Nobody intentionally erases the memory of when you first fall in love. In my case, it was love at first sight. I was only 19 years old. It was when I stepped into a bank, in the interiors of Uganda, 8hrs away from Kampala. I was at the bank to pay my high school tuition fees. That’s when we met.
For a village boy, it was fascination. I placed my pride aside, and asked the teller in the bank, what that beautiful object was. She told me, it was a computer. I had no clue what it was. I think you have a pretty great idea of what my next questions were. Well, in the end, the picture was clear. I knew it was something I wanted to explore. A relationship blossomed and it eventually led to marriage.
As time went by, the love, attraction and passion grew. It took hard work in high school for me to realise the dream of one day being united together. I joined Uganda Christian University in the pioneer class of Information Technology, majoring in software and database development. It was here, that Technology and I got married.
Two years later, I ended up as a junior application developer at one of the small IT firms in Uganda’s capital, Kampala. We grew stronger as a couple. This soon resulted in the desire to impact clients. We both felt that clients needed our help to revolutionize their businesses. This was the beginning of trouble in paradise. We began to grow apart due to frustrations we weren’t able to satisfy clients. We hadn’t realised that we weren’t doing it the right way. Nonetheless, we pushed on to no substantial success. We both reached a conclusion that maybe we weren’t meant for each other. 8 years in the union and nothing that was of value was actually delivered to the clients. We both agreed it was time. Time to go our separate ways. I filed for divorce in January 2013. I was done with technology, especially software delivery.
Miraculously, a month prior to my last working day, I bumped into a guy who interned with me two years earlier. He had joined ThoughtWorks. After a quick chat about it, I hit a few keys on the web to check it out. My first impression of the company whose home page had ‘Ambitious Missions Need Disruptive Thinking’ was inspiring. I have always considered myself a driven guy. I didn’t hesitate for a second to explore and research more about this company.
I met my counsellor, Agile, when I read more about ThoughtWorks and their operations. I had never previously heard of this person (Agile). Apparently, I was too waterfalled to breathe fresh air and to know what was outside the box - tedious clients engagements that led to nothing but pain.
I remained curious about ThoughtWorks. I wondered whether they were successful in doing what they say they do. I wondered how this guy, Agile, would really “make life easier”. I decided to apply to join ThoughtWorks. I was invited for an interview, which not only changed my perspective but also made me a serious ThoughtWorks cyber-stalker! I read almost anything that came up in the search result when I typed ‘ThoughtWorks’. I day-dreamed of when I could receive a call telling me “Join us!” and I soon did.

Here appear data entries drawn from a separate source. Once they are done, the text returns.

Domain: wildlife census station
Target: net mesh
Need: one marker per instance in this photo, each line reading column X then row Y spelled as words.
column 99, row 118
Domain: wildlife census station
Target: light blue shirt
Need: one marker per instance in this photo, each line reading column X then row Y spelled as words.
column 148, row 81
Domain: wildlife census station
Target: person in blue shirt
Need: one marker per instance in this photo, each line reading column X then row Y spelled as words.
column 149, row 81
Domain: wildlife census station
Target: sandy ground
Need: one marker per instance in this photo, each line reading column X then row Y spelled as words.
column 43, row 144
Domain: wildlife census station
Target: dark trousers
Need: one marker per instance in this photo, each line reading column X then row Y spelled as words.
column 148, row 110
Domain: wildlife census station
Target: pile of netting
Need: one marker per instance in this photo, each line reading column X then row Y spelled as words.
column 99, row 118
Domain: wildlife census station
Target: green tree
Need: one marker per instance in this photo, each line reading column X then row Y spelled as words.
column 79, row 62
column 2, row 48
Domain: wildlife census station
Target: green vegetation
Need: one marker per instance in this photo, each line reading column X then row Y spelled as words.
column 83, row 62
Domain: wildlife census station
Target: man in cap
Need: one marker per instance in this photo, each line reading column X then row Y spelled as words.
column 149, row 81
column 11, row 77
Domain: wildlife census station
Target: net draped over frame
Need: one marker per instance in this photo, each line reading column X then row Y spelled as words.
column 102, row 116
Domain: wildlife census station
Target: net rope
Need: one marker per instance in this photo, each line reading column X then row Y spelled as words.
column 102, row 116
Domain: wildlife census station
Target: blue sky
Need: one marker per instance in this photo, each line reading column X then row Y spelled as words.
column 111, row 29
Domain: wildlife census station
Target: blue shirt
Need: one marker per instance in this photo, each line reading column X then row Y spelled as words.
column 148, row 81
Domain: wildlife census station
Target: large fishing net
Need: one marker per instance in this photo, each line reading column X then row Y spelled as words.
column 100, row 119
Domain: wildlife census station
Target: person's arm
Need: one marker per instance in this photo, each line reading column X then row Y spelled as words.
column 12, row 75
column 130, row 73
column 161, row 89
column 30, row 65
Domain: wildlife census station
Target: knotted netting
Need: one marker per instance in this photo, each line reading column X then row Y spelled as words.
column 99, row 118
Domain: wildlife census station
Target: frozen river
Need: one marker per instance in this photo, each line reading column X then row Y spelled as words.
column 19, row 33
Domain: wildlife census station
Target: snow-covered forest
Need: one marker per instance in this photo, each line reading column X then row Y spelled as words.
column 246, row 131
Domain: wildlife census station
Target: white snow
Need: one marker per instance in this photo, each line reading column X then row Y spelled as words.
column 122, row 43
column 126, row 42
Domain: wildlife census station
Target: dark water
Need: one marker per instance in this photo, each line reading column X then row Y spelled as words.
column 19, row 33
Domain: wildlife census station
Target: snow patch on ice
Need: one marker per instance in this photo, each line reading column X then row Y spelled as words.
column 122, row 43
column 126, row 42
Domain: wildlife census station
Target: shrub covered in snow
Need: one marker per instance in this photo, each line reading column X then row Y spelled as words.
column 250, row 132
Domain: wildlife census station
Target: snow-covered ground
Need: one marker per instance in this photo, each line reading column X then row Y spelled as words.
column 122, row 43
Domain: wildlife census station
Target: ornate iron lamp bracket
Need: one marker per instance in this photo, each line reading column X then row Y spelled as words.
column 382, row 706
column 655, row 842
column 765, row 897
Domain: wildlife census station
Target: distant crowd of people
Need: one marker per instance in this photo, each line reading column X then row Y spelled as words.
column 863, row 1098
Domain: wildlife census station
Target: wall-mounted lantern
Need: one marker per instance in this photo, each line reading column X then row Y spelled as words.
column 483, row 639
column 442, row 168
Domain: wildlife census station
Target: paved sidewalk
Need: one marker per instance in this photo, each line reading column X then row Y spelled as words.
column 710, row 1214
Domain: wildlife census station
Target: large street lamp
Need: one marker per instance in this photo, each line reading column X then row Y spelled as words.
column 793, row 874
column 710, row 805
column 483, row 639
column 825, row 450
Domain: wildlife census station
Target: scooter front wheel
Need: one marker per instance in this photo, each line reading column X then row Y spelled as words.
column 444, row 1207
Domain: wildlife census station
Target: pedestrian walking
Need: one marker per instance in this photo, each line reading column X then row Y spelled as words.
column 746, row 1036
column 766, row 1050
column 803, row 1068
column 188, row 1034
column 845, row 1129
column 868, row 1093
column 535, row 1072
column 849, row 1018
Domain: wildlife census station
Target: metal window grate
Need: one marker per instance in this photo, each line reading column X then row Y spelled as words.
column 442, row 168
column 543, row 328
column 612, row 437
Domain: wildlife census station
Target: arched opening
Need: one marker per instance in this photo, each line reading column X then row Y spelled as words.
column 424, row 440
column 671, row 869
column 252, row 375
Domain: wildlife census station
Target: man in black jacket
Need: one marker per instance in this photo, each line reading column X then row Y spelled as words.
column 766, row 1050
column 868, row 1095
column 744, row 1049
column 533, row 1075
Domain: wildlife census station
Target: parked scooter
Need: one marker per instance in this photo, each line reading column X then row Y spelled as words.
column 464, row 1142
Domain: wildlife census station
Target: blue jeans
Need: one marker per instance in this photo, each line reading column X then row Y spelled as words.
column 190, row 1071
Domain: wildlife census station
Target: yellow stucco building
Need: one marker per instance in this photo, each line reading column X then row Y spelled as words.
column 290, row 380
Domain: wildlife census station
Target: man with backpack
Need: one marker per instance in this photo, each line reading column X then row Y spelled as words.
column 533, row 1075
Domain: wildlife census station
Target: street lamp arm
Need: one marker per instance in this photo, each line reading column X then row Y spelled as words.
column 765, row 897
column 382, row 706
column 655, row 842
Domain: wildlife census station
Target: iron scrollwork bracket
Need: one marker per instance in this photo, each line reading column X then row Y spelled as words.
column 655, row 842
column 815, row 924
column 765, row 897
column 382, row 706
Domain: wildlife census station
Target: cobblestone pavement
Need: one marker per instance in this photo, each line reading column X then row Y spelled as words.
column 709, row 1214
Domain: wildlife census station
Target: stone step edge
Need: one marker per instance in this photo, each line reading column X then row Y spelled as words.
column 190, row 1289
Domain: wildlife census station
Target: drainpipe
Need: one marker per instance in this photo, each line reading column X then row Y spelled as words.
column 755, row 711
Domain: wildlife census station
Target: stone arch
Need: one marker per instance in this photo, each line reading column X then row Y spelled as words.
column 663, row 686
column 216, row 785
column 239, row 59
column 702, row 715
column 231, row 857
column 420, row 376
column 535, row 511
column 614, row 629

I’ve now been in ThoughtWorks for a year, but it feels like I joined just yesterday. The blankets of support by the diverse brilliant minds, the coordinated approaches and practices as well as the ability to share knowledge across the globe within the organization all makes me feel at home.
Today, I can confidently say, I am in a company where I am free to express myself and my potential is positively harnessed. The diversity of exposure through forums and groups across the globe is a ‘handshake to my brain’.
As I celebrate the one year milestone, I am forever grateful that ThoughtWorks has saved my marriage. The passion for technology which I was on the blink of losing appetite for is once again eminent. I can feel myself again being re-united to something I love doing and more so do it alongside the hive minds with clear goals to make the world a better place. I am truly grateful for this opportunity. Now we can live happily ever after!